Apple’s innovation problem is real. And it’s unlikely to silence the critics if it simply unveils multi-colored iPhones on Tuesday. Rivals have caught up to Apple in the markets it once dominated, and the tech giant’s rumored future products appear to be more evolutionary than revolutionary. ~ Julianne Pepitone and Adrian Covert, CNNMoneyTech, 8 September 2013

They only have 60 days left to either come up with [an iWatch] or they will disappear. –Trip Chowdhry >[Written in April, 2014, one year before the Apple Watch became available.]

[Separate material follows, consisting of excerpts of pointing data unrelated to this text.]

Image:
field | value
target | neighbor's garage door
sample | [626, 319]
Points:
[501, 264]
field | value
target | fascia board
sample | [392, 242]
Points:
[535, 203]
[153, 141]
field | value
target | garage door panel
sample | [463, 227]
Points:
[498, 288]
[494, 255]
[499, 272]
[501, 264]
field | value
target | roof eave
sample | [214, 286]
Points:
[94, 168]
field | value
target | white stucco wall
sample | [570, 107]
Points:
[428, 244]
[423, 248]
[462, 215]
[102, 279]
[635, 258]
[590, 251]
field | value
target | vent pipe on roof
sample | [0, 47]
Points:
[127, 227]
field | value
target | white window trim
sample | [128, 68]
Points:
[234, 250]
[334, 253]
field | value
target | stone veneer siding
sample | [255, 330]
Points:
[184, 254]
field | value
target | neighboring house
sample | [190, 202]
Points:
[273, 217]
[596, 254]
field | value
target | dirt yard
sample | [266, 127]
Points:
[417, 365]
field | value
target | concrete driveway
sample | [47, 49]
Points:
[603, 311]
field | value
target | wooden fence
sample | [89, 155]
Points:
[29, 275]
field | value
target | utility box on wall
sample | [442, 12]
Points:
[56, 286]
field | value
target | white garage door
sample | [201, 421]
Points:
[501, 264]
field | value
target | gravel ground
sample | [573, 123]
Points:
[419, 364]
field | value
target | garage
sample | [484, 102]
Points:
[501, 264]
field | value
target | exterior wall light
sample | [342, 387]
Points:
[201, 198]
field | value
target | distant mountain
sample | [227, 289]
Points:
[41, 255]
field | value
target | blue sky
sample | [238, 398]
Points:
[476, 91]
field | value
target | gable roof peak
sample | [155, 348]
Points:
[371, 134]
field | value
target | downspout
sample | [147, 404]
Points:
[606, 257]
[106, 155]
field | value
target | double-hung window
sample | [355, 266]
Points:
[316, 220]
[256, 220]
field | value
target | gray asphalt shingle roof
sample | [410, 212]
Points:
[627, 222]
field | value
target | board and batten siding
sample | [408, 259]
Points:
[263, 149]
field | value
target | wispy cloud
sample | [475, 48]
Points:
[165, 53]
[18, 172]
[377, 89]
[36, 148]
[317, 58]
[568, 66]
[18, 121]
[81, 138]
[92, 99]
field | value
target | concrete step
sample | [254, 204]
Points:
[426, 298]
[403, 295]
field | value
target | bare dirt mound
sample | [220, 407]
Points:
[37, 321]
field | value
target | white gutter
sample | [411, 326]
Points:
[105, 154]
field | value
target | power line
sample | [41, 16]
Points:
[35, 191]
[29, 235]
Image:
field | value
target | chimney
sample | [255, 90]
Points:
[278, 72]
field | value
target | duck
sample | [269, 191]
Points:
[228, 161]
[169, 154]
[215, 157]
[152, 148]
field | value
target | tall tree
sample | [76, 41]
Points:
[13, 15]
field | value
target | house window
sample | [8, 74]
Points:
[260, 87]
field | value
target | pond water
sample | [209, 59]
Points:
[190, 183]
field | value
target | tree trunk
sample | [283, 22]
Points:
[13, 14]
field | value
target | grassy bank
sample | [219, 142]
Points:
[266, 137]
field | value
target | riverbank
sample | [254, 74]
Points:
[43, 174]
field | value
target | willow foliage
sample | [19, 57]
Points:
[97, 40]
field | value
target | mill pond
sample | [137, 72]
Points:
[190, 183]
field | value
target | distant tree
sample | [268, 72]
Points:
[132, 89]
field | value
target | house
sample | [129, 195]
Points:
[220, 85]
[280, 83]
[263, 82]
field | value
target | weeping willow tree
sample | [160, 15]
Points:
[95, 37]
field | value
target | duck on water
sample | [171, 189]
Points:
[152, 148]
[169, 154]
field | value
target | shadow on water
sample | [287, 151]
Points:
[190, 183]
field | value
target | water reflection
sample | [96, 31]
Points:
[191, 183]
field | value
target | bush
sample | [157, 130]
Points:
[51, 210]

Apple lacks innovation, it copies. ~ Denise Garcia, CNBC, Thursday, 24 Mar 2016

While the more affordable products are seen as buying Apple time until its more blockbuster hardware event in September, Apple’s bigger problem is innovation. The company continues to be criticized for failing to innovate in the same way it did when Steve Jobs ran the company.

It has released just one new product category, the Apple Watch, since Tim Cook took the reins in 2011…. ~ Jennifer Booton, Apple sacrifices innovation for mistier market, Mar 23, 2016

The deeper question is whether Apple can keep its place as the North Star of the tech firmament. Can the company build the next great platform in computing, as it did the last one? Are its best days ahead of it, as Timothy D. Cook, the chief executive, insists — or is the new campus the capstone of an era of Apple dominance that we will never see again? ~ Farhad Manjoo, Apple, Set to Move to Its Spaceship, Should Try More Moonshots, May 4, 2016

Apple has always been renowned for being innovative and setting the rules for others to follow. … Ever since the Jobs’ death, Apple has repeatedly failed to truly innovate and offer something in the market, something that the users have never experienced before. ~ Ken Bock, Has Apple Inc. Lost Its Mojo After The Death Of Steve Jobs?, May 24, 2016

Stated simply, I don’t see any present innovation or prospective creativity at Apple. … Innovation is slowing and competitive threats are mounting. … Indeed, Facebook (FB) and Amazon (AMZN) are already challenging Apple’s position as the world’s most popular company.  For many like myself, Apple is already a distant third. ~ Doug’s Daily Diary, Apple in Wonderland (April 27, 2016)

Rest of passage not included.